Der Erbfeind im Osten
von Stefan Siegert
„Am Morgen vorgelesen“ hieß die NDR-Sendung schon in meiner Schulzeit vor mehr als 60 Jahren. Die Auffassung davon, was Literatur ist, scheint sich seit Hanjo Kestings legendären Zeiten in Richtung einer nicht mehr klaren Unterscheidung zwischen Literatur, Belletristik, schreibendem Auto-Screening u.ä. verändert zu haben, aber die Sendung gibt es immer noch. Und es findet sich nach wie vor in der Literatur Bemerkenswertes. Beim Surfen in den Links der Beiträge anlässlich Thomas Manns 70. Todestags stieß ich auf zwei Sätze:
„Einst zogen deutsche Ritter in weite Fernen, um für das Ideal ihres Glaubens zu streiten. Heute kämpfen unsere Soldaten in der Unendlichkeit des Ostens, um Europa vor der Vernichtung zu bewahren.“
Der Ton wäre zu pathetisch heute. Aber der Kerngedanke – auch wenn deutsche Soldaten nunmehr auch wieder 2025 ff. nimmermehr in die Unendlichkeit des Ostens vordringen werden – ist hochaktuell: der Feind steht wieder im Osten! Er bedroht uns. Und irgendwann müssen wir um 5 Uhr 45 zurückschießen und Bombe (auf die Ukraine) mit Bombe (auf den neuen Erbfeind) vergelten, um Europa vor Russland zu retten. Eine skurrile Konstellation.
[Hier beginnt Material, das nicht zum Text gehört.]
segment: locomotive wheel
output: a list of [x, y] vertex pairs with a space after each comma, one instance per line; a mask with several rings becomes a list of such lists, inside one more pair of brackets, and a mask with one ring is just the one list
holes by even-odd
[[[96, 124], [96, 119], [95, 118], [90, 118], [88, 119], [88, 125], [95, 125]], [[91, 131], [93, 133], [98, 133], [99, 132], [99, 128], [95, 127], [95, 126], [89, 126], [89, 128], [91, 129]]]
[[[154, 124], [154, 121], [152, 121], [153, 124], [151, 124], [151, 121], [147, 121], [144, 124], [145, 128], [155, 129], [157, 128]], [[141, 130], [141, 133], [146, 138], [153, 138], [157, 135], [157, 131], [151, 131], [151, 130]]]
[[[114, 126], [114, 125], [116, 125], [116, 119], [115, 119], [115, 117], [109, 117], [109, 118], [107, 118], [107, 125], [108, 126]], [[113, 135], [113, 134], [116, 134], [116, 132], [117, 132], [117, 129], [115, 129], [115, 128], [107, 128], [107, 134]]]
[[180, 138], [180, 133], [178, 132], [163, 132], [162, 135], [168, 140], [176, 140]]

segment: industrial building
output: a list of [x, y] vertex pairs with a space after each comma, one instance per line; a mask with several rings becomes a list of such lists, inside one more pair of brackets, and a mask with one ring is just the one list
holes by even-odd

Das Zitat oben stammt aus Joseph Goebbels‘ berüchtigter Sportpalastrede vom 18. Februar 1943, es war der Versuch des Reichspropagandaministers, sich gegen die tiefenmoralischen Folgen der soeben erfolgten katastrophalen Niederlage des deutschen Militarismus in Stalingrad zu stemmen.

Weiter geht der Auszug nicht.